DOI QR코드

DOI QR Code

Analysis of Potential Construction Risk Types in Formal Documents Using Text Mining

텍스트 마이닝을 통한 건설공사 공문 잠재적 리스크 유형 분석

  • 엄세호 (성균관대학교 글로벌스마트시티융합전공) ;
  • 차기춘 (성균관대학교 글로벌스마트시티융합전공) ;
  • 박선규 (성균관대학교 건설환경공학부) ;
  • 박승희 (성균관대학교 건설환경공학부) ;
  • 박종호 (성균관대학교 리질리언트에코스마트시티)
  • Received : 2022.10.19
  • Accepted : 2022.10.27
  • Published : 2023.02.01

Abstract

Since risks occurring in construction projects can have a significant impact on schedules and costs, there have been many studies on this topic. However, risk analysis is often limited to only certain construction situations,and experience-dependent decision-making is therefore mainly performed.

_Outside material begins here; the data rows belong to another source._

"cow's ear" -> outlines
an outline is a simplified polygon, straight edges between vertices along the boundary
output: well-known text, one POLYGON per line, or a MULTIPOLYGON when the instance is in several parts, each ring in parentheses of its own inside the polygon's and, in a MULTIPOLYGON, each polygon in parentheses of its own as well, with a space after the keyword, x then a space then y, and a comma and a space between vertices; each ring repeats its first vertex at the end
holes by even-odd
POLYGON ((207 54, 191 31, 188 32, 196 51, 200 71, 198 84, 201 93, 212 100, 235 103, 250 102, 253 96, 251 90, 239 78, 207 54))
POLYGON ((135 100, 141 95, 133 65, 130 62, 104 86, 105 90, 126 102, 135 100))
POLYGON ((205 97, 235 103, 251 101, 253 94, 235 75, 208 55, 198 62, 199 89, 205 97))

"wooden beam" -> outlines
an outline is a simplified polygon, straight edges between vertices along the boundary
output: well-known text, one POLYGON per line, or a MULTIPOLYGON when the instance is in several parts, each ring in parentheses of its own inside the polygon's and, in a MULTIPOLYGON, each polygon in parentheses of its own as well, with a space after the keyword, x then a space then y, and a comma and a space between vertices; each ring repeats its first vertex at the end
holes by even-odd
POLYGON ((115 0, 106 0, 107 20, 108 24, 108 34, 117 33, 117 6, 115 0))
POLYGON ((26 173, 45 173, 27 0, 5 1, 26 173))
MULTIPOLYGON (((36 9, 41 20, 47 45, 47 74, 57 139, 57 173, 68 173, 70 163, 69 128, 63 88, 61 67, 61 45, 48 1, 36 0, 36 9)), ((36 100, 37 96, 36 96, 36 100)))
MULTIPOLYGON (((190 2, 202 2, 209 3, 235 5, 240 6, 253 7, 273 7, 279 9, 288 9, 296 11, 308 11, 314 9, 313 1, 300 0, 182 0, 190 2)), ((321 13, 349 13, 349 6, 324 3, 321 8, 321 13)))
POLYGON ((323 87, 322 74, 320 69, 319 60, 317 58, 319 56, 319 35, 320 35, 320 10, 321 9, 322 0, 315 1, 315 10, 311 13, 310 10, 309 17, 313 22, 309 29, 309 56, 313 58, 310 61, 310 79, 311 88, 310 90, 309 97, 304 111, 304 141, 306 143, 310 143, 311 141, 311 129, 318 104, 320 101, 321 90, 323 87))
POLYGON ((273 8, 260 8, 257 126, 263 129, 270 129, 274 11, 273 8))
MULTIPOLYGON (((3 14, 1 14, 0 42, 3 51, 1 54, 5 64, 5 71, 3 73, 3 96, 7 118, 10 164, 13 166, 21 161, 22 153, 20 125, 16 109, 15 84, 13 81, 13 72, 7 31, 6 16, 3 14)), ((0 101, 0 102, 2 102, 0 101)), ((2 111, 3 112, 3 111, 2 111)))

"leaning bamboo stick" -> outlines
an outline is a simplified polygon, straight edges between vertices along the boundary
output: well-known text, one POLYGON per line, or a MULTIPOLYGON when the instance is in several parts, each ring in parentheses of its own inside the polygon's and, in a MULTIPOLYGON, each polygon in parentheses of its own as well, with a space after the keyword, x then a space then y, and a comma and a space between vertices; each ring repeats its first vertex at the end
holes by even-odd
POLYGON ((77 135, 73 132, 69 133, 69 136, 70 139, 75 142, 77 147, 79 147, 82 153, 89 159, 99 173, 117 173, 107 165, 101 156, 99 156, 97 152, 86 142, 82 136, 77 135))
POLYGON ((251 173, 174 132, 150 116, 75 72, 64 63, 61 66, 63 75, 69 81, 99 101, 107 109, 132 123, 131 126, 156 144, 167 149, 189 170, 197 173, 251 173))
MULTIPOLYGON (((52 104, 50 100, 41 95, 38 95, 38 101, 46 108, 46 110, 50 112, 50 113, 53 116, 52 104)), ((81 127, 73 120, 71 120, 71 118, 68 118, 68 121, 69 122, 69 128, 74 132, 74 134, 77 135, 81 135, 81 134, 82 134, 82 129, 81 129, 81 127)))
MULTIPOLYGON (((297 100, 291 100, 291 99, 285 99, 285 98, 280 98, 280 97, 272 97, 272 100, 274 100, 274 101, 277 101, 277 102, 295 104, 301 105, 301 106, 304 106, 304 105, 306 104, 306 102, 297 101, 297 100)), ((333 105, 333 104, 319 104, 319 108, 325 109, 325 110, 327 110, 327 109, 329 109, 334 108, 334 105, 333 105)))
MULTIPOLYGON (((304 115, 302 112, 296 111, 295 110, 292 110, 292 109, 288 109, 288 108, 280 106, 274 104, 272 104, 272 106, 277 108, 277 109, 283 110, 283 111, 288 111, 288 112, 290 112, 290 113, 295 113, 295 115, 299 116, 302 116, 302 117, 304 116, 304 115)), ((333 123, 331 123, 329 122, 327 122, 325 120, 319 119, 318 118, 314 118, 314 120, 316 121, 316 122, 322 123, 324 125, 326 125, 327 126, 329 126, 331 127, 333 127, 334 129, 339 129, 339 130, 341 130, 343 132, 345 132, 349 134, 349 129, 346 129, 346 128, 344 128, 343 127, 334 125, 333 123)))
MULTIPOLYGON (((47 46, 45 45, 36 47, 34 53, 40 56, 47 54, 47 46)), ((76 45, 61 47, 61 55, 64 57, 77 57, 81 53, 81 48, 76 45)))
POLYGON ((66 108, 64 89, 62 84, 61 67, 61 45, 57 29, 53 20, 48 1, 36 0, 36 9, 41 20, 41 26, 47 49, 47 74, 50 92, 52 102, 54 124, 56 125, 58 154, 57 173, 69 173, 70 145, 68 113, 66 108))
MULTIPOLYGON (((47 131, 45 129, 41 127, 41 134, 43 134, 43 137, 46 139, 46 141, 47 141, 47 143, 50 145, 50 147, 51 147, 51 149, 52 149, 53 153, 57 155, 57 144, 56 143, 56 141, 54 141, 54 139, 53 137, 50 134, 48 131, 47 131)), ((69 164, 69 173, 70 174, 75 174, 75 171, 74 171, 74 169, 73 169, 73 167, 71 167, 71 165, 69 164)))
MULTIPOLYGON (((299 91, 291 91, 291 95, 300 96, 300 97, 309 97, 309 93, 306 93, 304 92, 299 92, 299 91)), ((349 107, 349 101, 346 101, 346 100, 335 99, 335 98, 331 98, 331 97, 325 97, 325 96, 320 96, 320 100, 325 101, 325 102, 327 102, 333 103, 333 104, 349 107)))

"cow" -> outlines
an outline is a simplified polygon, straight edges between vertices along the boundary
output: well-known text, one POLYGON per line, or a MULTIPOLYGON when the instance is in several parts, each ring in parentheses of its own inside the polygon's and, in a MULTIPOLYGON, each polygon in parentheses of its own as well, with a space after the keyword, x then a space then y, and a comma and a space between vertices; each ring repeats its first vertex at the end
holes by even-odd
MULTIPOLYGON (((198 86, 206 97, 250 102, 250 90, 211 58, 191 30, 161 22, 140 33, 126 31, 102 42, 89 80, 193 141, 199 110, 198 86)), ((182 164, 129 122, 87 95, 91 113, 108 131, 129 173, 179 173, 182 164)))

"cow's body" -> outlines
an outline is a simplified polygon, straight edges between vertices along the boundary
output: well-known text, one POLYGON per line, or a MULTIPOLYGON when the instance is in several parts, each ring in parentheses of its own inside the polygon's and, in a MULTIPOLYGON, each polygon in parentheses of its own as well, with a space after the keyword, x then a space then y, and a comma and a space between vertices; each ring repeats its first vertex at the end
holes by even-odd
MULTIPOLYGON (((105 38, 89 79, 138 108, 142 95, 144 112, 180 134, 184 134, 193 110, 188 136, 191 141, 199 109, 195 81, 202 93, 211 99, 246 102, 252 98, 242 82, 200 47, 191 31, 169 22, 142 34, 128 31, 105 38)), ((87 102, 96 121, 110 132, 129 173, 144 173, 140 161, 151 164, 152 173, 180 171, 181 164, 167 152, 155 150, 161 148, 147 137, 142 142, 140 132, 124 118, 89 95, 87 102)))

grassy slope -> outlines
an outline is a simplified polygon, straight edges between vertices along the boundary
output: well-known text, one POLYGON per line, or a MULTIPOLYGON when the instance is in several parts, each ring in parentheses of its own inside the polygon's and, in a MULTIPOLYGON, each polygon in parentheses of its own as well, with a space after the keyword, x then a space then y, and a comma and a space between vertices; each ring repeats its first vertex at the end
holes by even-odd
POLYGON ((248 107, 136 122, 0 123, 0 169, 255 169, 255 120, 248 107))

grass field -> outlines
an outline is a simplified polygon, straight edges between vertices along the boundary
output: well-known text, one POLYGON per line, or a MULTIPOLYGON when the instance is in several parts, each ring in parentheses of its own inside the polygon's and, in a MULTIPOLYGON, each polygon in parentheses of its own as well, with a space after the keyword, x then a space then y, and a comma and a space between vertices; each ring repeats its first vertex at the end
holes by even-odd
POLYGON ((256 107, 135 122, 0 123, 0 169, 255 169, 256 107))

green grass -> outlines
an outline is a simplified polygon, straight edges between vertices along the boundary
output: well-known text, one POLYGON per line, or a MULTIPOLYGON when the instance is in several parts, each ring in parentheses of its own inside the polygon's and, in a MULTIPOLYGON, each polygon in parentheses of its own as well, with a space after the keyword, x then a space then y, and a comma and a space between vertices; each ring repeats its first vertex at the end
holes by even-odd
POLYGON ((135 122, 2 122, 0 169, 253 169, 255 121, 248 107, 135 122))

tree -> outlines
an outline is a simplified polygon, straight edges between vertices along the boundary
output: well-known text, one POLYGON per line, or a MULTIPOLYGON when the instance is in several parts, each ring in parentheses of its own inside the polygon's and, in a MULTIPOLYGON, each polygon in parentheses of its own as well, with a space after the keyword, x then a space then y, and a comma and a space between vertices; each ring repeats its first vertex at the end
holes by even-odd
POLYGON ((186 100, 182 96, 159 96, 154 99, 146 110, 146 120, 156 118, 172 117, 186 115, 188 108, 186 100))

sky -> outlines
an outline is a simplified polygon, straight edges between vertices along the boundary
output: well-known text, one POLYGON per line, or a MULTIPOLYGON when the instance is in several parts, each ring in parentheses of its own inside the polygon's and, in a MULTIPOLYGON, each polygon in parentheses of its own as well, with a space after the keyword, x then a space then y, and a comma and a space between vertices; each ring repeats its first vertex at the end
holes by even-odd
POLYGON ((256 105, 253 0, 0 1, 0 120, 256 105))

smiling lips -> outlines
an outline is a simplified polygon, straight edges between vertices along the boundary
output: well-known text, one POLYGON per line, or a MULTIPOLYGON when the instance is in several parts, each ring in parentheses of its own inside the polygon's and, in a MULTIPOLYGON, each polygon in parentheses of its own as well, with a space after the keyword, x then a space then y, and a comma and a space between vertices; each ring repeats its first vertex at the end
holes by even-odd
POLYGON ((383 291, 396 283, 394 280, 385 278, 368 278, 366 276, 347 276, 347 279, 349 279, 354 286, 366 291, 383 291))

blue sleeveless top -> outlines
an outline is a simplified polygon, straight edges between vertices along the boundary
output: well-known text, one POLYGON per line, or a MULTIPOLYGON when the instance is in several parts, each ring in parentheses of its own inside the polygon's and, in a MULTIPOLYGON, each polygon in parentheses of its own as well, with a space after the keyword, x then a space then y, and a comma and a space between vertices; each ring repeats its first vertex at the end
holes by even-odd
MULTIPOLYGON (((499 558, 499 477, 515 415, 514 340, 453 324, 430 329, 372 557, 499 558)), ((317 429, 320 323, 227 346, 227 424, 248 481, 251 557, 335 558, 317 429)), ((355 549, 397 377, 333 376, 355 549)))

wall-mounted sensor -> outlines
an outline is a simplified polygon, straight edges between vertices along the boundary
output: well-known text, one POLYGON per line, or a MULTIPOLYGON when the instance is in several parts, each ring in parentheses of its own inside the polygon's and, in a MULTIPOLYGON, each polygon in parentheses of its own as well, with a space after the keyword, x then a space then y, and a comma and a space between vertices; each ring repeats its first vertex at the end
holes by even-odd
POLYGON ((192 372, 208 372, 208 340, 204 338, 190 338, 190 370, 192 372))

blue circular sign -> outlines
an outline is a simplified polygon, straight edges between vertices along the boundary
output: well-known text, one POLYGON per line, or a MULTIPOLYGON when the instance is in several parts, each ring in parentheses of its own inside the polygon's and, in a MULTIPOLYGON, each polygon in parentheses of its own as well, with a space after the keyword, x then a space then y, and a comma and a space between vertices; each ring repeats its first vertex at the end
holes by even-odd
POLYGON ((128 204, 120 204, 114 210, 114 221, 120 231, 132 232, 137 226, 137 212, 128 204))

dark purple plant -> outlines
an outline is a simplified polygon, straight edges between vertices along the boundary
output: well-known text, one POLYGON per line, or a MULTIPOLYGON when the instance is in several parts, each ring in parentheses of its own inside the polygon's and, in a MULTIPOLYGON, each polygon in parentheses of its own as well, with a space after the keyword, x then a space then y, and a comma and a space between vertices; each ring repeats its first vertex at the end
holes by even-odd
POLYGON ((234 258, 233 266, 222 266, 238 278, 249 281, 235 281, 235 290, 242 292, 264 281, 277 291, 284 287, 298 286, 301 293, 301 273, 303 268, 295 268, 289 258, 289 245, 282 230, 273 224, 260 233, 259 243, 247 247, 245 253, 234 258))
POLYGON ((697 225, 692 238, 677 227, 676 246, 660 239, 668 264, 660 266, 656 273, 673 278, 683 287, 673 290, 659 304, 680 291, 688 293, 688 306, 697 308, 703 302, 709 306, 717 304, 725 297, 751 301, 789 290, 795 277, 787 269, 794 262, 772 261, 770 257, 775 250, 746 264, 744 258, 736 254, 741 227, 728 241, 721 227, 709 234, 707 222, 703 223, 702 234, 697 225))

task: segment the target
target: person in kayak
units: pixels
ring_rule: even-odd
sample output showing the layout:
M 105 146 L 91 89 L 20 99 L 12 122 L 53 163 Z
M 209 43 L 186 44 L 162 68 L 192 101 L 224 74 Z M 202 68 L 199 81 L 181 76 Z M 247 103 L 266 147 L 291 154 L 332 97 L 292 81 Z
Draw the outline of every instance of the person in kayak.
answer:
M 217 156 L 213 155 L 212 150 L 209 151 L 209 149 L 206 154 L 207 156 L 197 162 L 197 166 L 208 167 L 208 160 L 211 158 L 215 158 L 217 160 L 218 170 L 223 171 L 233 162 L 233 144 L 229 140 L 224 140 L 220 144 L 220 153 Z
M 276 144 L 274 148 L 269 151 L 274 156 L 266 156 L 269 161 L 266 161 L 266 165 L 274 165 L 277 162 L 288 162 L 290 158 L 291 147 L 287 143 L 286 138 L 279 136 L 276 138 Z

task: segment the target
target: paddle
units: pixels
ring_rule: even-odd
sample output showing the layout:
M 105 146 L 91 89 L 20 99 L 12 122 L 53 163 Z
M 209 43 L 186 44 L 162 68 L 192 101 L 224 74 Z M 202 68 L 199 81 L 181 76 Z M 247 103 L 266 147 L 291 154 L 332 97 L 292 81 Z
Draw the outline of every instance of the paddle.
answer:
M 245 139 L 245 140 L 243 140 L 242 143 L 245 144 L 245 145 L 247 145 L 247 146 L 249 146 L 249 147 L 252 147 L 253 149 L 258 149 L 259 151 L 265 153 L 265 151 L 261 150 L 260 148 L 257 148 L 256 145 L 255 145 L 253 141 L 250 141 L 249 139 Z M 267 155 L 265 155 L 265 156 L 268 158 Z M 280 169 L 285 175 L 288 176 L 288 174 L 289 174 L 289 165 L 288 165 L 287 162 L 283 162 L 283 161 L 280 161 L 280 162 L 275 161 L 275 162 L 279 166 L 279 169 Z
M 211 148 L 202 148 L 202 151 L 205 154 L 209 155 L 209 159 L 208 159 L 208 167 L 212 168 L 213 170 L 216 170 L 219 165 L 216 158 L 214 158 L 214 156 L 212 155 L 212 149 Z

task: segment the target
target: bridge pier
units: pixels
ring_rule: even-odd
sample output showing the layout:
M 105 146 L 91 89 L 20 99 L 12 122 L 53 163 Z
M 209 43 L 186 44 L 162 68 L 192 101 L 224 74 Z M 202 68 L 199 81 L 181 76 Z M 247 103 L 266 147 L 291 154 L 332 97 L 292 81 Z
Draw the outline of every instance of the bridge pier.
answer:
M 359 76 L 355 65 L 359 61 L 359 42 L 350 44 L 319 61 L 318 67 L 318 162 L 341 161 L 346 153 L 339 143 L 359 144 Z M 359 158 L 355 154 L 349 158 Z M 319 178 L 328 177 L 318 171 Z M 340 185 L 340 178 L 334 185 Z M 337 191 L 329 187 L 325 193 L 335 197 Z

Data-based analyses have only been partially applied to safety and contract documents. Therefore, in this study, cluster analysis and a Word2Vec algorithm were applied to formal documents that contain important elements for contractors or clients. An initial classification of document content into six types was performed through cluster analysis, and 157 occurrence types were subdivided through application of the Word2Vec algorithm. The derived terms were re-classified into five categories and reviewed as to whether the terms could develop into potential construction risk factors. Identifying potential construction risk factors will be helpful as basic data for process management in the construction industry.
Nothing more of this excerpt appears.